Dass Wilhelmshavener Schüler überhaupt gegen den Krieg protestieren, missfällt auch einigen Schulleitern – zumindest wenn Mathe oder Bio laut Stundenplan dran sind. So soll es Versuche an verschiedenen Schulen gegeben haben, die Schüler an der Teilnahme dieser ersten Demonstration gegen den neuerlichen Irakkrieg in Wilhelmshaven zu hindern. Schulverweise und andere Sanktionen sollen angedroht worden sein. Dass es anders geht, zeigen die Lehrer der IGS: Mit Billigung der Schulleitung begleiten sie die Protestaktionen ihrer Schüler, um die Aufsicht zu gewährleisten, wie es heißt.

Offizielle Pressemitteilung der Stadt Wilhelmshaven vom 20.3.03
Schülerdemonstration mit unangemessenem Verhalten
Einige Hundert Wilhelmshavener Schüler haben sich heute gegen 11.30 Uhr zu einer spontanen Demonstration auf dem Rathausplatz versammelt. Sie brachten mit Lautsprecherdurchsagen, Plakaten und Transparenten ihren Protest gegen die am frühen Morgen begonnenen Kriegshandlungen der USA gegen den Irak zum Ausdruck.
Einige Demonstranten haben die an sich friedliche Demonstration allerdings dazu benutzt, sich daneben zu benehmen.

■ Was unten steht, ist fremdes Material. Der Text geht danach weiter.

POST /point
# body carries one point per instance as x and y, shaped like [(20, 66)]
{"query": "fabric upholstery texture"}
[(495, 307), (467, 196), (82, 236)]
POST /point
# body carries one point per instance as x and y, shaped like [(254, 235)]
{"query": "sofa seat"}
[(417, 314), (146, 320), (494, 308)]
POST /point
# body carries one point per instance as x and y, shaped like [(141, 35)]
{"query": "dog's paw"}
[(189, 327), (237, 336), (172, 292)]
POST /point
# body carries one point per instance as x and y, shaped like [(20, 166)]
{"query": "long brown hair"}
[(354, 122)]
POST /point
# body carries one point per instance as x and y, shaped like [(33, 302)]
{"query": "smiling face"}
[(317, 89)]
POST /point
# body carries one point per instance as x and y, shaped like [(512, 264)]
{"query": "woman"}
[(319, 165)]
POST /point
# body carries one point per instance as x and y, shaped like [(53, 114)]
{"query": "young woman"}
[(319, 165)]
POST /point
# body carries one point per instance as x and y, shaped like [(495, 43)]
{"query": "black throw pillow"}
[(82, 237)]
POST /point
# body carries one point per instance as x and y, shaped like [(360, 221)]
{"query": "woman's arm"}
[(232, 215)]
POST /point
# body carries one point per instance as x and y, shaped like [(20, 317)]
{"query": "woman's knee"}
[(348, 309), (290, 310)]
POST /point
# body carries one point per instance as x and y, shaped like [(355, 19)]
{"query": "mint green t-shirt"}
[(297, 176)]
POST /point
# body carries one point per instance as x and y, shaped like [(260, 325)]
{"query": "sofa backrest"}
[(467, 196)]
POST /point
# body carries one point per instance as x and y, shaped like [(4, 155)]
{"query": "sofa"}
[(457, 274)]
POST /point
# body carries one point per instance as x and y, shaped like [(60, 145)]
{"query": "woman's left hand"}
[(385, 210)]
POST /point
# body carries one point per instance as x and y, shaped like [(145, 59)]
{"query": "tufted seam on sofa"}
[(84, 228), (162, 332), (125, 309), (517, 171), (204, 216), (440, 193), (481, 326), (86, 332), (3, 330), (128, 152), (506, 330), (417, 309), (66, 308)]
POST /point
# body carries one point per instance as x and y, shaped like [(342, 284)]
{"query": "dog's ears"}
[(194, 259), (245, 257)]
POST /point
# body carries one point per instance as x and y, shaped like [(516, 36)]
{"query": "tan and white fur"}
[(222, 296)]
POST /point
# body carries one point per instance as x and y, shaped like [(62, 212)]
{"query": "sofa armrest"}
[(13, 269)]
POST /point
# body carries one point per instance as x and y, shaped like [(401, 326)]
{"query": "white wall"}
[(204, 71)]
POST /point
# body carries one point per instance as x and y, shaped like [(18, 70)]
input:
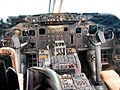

Sie begaben sich in das Rathaus und verlangten, skandierend nach Oberbürgermeister Eberhard Menzel rufend, diesen zu sprechen und verschafften ihrem Wunsch mit lautstarkem Gepfeife und Gejohle sowie Trommeln an den Bürotüren Nachdruck. Dieser bedrohliche Auftritt zwang die Mitarbeiter der Verwaltung dazu, die Bürotüren schützend zu verschließen, bis die Demonstranten von einer Aufsichtskraft der Schule wieder auf den Rathausplatz zurückgeführt wurden.
Nachdem die Demonstranten den Rathausplatz verlassen hatten, zeigte sich eine erhebliche Verunreinigung durch Papier- und Plakatschnipsel, die von den Wilhelmshavener Entsorgungsbetrieben beseitigt werden musste. Auch wenn sich einige Schüler für das Verhalten ihrer Mitschüler entschuldigt haben, bleibt bei allem großen Verständnis für den Anlass der Demonstration, ein übler Nachgeschmack über die Art und Weise des Auftretens der Schüler zurück.